Posted: Tue Jul 17, 2007 8:00 pm
by marko
I don't know why people just use an oil accumalator on the turbo feed, even if you turn the engine off without letting it idle for a while, this device will send oil to the bearings and filter the oil aswel. Your turbo wil last forever.
Posted: Tue Jul 17, 2007 9:45 pm
by Ruffy
marko wrote:I don't know why people just use an oil accumalator on the turbo feed, even if you turn the engine off without letting it idle for a while, this device will send oil to the bearings and filter the oil aswel. Your turbo wil last forever.
Agreed. Unfortunately oil cooling is one of the most overlooked modifications to performance engines.
An oil cooler will increase the longevity of your engine and turbo. Coupled with an accumulator your oil and your turbo will love you.
Posted: Tue Jul 17, 2007 10:02 pm
by zagan
Ruffy wrote:
Unfortunately oil cooling is one of the most overlooked modifications to performance engines.
huh? all turbos use oil to help keep them working properly.
Most highly modded cars run water cooled turbos not just oil cooled.
just look at the compressor maps for your turbo and you'll find it's lowest RPM is probably around the 20,000rpm mark, maybe going up to 200,000rpm up at the top.
you need oil to keep stuff turning let alone cool it
Posted: Tue Jul 17, 2007 10:06 pm
by HotFourOk
zagan wrote:Ruffy wrote:
Unfortunately oil cooling is one of the most overlooked modifications to performance engines.
huh? all turbos use oil to help keep them working properly.
Most highly modded cars run water cooled turbos not just oil cooled.
just look at the compressor maps for your turbo and you'll find it's lowest RPM is probably around the 20,000rpm mark, maybe going up to 200,000rpm up at the top.
you need oil to keep stuff turning let alone cool it
I think he means a method to cool the engine oil, like a radiator for your oil located at the front of the vehicle.
Posted: Wed Jul 18, 2007 4:29 pm
by KiwiBacon
marko wrote:I don't know why people just use an oil accumalator on the turbo feed, even if you turn the engine off without letting it idle for a while, this device will send oil to the bearings and filter the oil aswel.
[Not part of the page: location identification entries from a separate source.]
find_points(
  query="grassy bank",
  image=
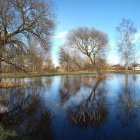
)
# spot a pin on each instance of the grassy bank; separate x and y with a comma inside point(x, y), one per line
point(24, 75)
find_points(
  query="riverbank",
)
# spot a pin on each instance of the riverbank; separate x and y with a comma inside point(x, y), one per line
point(29, 75)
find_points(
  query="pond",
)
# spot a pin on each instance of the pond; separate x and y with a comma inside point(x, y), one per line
point(80, 107)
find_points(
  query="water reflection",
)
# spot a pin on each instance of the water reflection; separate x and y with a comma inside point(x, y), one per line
point(127, 102)
point(25, 113)
point(72, 107)
point(91, 110)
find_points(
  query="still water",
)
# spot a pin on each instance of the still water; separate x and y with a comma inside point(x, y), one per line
point(78, 107)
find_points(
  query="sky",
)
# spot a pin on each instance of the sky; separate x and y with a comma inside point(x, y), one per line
point(104, 15)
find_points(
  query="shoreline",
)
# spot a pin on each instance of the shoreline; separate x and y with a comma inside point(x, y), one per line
point(31, 75)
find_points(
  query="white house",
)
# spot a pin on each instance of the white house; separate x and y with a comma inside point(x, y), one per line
point(136, 67)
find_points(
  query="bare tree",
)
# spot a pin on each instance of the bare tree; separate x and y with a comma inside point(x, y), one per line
point(69, 59)
point(23, 22)
point(90, 42)
point(125, 40)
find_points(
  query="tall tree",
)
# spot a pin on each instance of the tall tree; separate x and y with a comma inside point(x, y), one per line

Your turbo wil last forever.
I don't think it'll help.
Oil starvation isn't the problem with a hot shutdown, it's heat. Even if the accumulator did continue to flow oil, with the shaft not turning it'd only cool the centre section of the shaft.
The edges and the bushings wouldn't get any oil flow so would still heat and coke up.
Also for an accumulator to release oil, you'd need to let air bleed into the top of it. A one-way valve on my oil feed that could gum up and let oil out is not something I want. You could use a gas charged accumulator, but this is more parts to solve a very simple problem.
Posted: Thu Jul 19, 2007 11:18 am
by me3@neuralfibre.com
KiwiBacon wrote:marko wrote:I don't know why people just use an oil accumalator on the turbo feed, even if you turn the engine off without letting it idle for a while, this device will send oil to the bearings and filter the oil aswel. Your turbo wil last forever. :D
I don't think it'll help.
Oil starvation isn't the problem with a hot shutdown, it's heat. Even if the accumulator did continue to flow oil, with the shaft not turning it'd only cool the centre section of the shaft.
The edges and the bushings wouldn't get any oil flow so would still heat and coke up.
Also for an accumulator to release oil, you'd need to let air bleed into the top of it. A one-way valve on my oil feed that could gum up and let oil out is not something I want. You could use a gas charged accumulator, but this is more parts to solve a very simple problem.
Spot on Kiwibacon.
Further - Oil cooler would help if oil temp's were a problem, but often they arne't. Oil accumulator won't do much for heat soak.